Author: Robert Graef

Publisher: Prometheus Books

Published: 2017

Total Pages: 354

ISBN-13: 1633883213

DOWNLOAD EBOOK →

Sums up the many fields of study where ignorance can undermine our understanding, while showing how an awareness of ignorance can lead to exploration and the discovery of new knowledge.The flip side of knowledge is ignorance. This book explores the vast scope of ignorance, even in an age when we think we know more than ever before. By marking off this ocean of ignorance into manageable categories, the author provides a kind of navigational chart to the unknown, and a series of red flags to all those who claim certitude. The book first lays out the many branches of ignorance--in education, the media, politics, religion, science, and other major institutions. It then assesses the costs and consequences of that ignorance. World conflicts, endemic poverty, environmental damage, waste, racism, and the manipulative forces of industry and politics that use propaganda to manipulate the public may all be seen as rooted in ignorance.But there are positive aspects of ignorance as well. Scientists and artists, by recognizing what they don't know, are spurred on to new creative approaches and discoveries, which would never be found by those too comfortable with the tried and true. The author cites Socrates, whom the Delphic Oracle declared to be the wisest of all people simply because he realized how much he didn't know. This book gives you ways to follow in the path that Socrates forged, to counter the closed minds whose false sense of certainty cannot help but distort reality, and to be better prepared to take on even the most serious challenges of today.

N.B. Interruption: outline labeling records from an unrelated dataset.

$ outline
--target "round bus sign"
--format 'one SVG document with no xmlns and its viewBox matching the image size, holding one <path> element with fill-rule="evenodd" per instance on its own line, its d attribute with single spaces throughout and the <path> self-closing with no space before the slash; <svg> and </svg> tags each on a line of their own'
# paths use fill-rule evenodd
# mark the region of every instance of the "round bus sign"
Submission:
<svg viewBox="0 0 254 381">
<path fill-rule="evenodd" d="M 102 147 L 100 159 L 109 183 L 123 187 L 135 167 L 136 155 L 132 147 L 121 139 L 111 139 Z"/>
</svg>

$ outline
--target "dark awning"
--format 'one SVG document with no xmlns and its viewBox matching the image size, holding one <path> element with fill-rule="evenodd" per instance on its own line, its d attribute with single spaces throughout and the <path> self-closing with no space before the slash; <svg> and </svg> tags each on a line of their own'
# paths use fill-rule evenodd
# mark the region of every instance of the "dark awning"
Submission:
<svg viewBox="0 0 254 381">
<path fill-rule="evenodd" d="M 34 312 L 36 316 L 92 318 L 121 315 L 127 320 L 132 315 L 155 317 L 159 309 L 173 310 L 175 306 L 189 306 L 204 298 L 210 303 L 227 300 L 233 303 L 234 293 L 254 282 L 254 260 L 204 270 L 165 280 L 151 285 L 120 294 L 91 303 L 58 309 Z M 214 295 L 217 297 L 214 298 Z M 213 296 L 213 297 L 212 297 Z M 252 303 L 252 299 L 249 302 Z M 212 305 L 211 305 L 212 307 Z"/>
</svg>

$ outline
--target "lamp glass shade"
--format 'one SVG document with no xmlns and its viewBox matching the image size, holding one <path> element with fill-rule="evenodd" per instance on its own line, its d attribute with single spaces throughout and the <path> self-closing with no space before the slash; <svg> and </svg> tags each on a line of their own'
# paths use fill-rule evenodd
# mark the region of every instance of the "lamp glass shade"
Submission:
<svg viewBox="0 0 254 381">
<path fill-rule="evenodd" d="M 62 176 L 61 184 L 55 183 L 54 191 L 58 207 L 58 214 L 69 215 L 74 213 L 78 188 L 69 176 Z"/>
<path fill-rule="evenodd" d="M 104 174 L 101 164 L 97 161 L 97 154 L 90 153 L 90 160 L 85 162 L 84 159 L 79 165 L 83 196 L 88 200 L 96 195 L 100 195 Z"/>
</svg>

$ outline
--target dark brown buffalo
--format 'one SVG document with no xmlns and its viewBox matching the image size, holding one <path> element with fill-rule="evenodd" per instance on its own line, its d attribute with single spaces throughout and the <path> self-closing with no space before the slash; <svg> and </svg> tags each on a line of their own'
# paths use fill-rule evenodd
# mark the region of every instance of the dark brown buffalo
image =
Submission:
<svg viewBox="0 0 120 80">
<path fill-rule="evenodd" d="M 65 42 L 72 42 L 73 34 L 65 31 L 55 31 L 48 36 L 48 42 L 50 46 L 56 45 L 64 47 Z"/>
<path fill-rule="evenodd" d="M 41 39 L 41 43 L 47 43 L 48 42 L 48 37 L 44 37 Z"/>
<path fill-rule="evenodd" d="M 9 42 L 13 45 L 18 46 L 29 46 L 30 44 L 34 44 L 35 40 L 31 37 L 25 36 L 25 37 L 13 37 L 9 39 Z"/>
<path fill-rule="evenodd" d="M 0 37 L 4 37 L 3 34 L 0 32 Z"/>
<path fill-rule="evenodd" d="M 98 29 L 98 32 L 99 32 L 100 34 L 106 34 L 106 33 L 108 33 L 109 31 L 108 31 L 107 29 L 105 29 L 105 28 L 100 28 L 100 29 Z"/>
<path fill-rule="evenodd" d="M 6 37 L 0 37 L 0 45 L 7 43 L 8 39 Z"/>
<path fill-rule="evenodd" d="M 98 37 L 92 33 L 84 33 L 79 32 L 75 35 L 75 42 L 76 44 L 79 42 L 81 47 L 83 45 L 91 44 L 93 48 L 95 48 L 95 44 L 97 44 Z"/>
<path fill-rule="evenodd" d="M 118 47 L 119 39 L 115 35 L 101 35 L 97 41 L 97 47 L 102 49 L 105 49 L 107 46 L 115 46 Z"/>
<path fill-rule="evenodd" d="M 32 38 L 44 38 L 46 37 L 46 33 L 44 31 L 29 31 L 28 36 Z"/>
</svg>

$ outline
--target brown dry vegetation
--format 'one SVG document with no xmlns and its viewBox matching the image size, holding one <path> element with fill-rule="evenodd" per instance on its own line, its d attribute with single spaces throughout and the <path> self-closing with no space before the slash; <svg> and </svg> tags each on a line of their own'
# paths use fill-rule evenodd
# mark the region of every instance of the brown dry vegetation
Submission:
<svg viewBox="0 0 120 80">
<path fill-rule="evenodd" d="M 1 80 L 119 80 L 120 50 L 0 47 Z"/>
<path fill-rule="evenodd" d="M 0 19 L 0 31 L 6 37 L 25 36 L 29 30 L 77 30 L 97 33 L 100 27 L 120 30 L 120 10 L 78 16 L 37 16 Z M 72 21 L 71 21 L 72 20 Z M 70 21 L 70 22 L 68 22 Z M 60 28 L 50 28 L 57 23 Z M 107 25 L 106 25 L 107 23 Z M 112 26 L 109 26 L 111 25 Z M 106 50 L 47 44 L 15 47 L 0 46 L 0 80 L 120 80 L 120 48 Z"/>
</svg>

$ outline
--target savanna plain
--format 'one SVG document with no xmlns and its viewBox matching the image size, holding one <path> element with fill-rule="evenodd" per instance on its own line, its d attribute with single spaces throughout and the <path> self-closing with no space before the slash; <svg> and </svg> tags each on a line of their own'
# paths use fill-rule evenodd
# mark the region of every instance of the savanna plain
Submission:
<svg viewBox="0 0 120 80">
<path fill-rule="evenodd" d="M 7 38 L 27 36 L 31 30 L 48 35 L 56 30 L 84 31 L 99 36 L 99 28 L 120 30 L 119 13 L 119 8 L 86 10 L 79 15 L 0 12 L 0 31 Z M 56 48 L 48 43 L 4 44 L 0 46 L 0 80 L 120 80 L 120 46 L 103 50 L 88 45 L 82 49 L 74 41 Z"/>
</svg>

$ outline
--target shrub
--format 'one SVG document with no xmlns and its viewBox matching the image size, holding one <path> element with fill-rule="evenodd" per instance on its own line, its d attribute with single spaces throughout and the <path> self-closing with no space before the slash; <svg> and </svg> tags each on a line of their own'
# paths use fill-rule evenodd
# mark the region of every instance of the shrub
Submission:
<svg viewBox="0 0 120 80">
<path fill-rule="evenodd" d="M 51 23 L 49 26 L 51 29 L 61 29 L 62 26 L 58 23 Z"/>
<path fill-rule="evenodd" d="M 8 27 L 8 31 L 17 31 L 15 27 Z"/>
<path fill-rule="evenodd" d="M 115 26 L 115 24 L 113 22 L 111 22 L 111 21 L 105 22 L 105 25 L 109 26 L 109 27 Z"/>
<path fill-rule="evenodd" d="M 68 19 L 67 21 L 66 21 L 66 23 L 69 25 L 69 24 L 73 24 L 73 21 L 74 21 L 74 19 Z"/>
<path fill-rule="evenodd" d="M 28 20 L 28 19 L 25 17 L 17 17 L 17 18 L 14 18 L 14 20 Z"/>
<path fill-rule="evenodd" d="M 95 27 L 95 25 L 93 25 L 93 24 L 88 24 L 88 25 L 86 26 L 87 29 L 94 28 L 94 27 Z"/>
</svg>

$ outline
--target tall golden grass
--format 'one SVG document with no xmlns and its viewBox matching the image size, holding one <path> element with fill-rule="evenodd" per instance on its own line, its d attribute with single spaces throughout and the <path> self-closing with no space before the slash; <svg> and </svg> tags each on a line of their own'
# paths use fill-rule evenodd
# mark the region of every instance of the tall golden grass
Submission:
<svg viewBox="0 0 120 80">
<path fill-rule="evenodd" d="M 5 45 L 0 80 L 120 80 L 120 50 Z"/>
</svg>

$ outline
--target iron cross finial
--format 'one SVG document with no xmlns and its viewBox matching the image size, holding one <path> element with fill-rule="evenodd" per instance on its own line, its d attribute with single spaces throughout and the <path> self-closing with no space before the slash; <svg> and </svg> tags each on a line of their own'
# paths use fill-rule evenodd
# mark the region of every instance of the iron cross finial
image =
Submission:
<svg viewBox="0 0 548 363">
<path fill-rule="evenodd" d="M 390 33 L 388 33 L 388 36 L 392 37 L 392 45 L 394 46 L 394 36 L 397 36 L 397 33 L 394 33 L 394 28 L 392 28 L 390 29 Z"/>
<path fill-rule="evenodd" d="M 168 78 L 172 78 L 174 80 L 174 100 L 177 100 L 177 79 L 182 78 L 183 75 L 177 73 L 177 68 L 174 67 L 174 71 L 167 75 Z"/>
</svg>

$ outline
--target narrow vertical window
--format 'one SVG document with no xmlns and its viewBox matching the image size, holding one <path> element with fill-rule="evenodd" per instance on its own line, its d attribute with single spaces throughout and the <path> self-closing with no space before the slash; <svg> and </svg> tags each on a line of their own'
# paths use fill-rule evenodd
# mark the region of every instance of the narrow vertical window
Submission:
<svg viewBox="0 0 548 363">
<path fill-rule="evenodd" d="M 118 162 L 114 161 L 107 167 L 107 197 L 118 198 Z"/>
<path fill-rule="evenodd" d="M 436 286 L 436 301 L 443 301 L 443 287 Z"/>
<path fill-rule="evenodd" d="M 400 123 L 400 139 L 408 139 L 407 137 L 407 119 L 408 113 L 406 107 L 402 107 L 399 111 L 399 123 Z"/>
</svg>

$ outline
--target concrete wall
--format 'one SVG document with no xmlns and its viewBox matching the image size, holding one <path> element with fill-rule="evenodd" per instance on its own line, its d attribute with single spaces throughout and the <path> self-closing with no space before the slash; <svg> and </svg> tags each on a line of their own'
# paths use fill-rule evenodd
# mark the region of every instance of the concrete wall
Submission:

Education in an Age of Nihilism

Education in an Age of Nihilism PDF

Author: Nigel Blake

Publisher: Routledge

Published: 2012-12-06

Total Pages: 255

ISBN-13: 1136370048

DOWNLOAD EBOOK →

This book addresses concerns about educational and moral standards in a world increasingly characterised by nihilism. On the one hand there is widespread anxiety that standards are falling; on the other, new machinery of accountability and inspection to show that they are not. The authors in this book state that we cannot avoid nihilism if we are simply laissez-faire about values, neither can we reduce them to standards of performance, nor must we return to traditional values. They state that we need to create a new set of values based on a critical assessment of contemporary practice in the light of a number of philosophical texts that address the question of nihilism, including the work of Nietzsche.